Barbara Nicolosi: Bring back the beautiful


barbara nicolosiCatholics today no longer know how to produce profound films because they have lost the sense of beauty in their theology, says Barbara Nicolosi, during her presentation in Pugliese Auditorium on April 19.

“Once the Church was the patron of the arts,” said Nicolosi, founder of Act One, a training program for Christian filmmakers and executives. “The truth is that the art made by Christians today is not only not beautiful, but it tends to be among the ugliest art that mankind has produced.”

In the presentation, “What Do We Bring to the Table? Keynotes of an Authentically Catholic Storytelling”, Nicolosi illustrated her point by displaying the Cathedral of Our Lady of the Angels in Los Angeles, Ca. She compared the square-ish, modernly built church to the Cathedral of Milan in Italy.
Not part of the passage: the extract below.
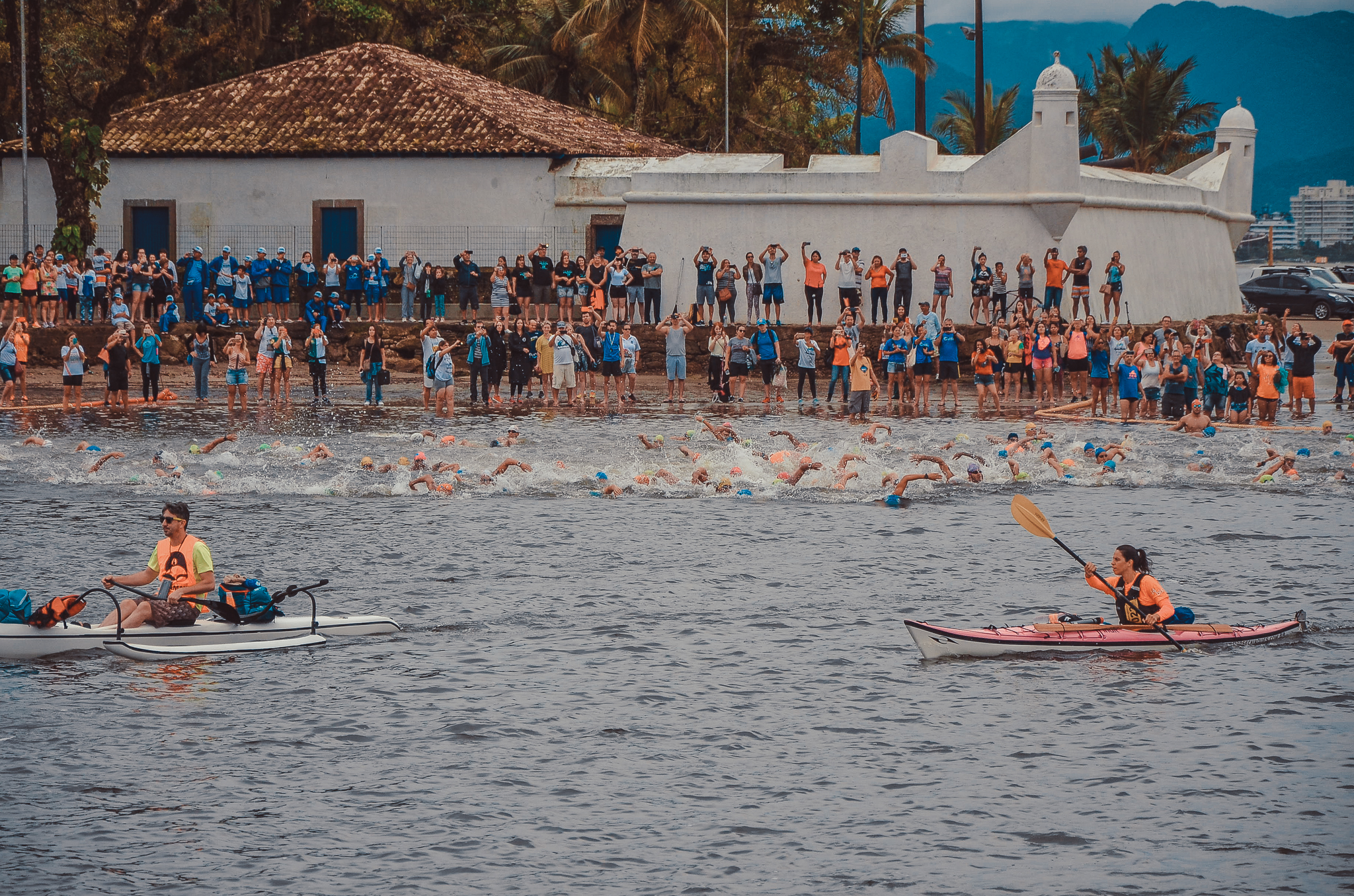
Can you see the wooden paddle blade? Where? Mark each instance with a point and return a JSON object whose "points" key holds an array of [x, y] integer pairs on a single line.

The Cathedral of Milan is Gothic style, and took almost six centuries to complete.

“How did we get here?” she asked. “That’s pathetic that we can no longer make the claim that the Church is the patron of the arts, and even if we said it to ourselves in a kind of smug way, the world would laugh at us.”

She said that not only are Catholics struggling to produce beautiful buildings, but they are also struggling to produce beautiful books and movies. “What is our legacy as Catholic storytellers?” she asked, listing some of her personal favorites, including, “Brideshead Revisited”, “A Good Man is Hard to Find” and “A Severe Mercy”.

“These are the kinds of stories that Catholics or Christians put out there in the literary sphere in the past,” she said. “These have lasted, and in 500 years people will be reading them.”

Comparing these “Great Books” to modern Christian stories such as “Fireproof”, “Facing the Giants” and “Bella”, she described these films as banal. “Great Books were generally written for the mainstream,” she said. “They speak to everyone on different levels. You don’t have to be Catholic to read ‘Brideshead Revisited’. (But) if you are Catholic, you get it in a whole other way.”

Nicolosi laments the fact that Christian films are usually only geared toward the Christian subculture, and are only really watched by those inside the Christian subculture-regardless of whether the film is of good quality.

“I get criticized a lot for criticizing bad production values in projects made by believers,” said Nicolosi. “People say to me, ‘What did you think of this movie?’, and I say, ‘Well, it had no second act.’ And they say, ‘How can you say that? It was made by Catholics!'”

Nicolosi also said that Christians are unwilling to work with secular people in the media world because of their unwillingness to evangelize. She said to consider what would have happened if St. Paul had that mindset.

“‘Ok, Corinth and Ephesus, — off’,” she said, imagining what St. Paul would have said if he had been of this opinion. “Those are the centers of prostitution, you know… Imagine where the Church would be if our forefathers in the faith were as chicken-livered as we are today.” She said that because of our mediocrity, “the walls are closing in on us.”

“The U.S. Government looks at that and says, ‘Hey, looks like a good time to have a persecution!'” she said. “Because they’re guessing that there is no fight in us. And they’re making that guess based on observation.”

She also shared common misconceptions of Catholics who do not want to work with mainstream Hollywood. One misconception was that we need to support any kind of Christian or Catholic-made film because, “we need to send a message to Hollywood!” Instead, all we are telling Hollywood is ‘Why should we have talent or training? We have Jesus.’

Referring to these kinds of works as “anti-propaganda for ourselves”, Nicolosi said that on the other hand, the Great Books could never have been confused with propaganda. Though they do not deal with overt Catholic theology, they do generally deal with sin. Even more importantly, the Great Books are beautiful.

“A Christian movie or book is first and foremost a thing of beauty,” she said. “It’s got to be more, too, but it starts with beauty. If it’s bad acting, sloppy writing, bad production design, uneven everything, missing sound design, no lighting design, don’t you dare call it a Christian film.”

She also said that this current culture is “our culture” too. “Don’t we know it by looking at our own families?” she said. “Probably every single one of you has a story in your own family about the ravages of the sexual revolution. We haven’t been spared from divorce or same-sex attraction in our families. Addictions, abortions — they are just as much our stories as the people outside the church doors.”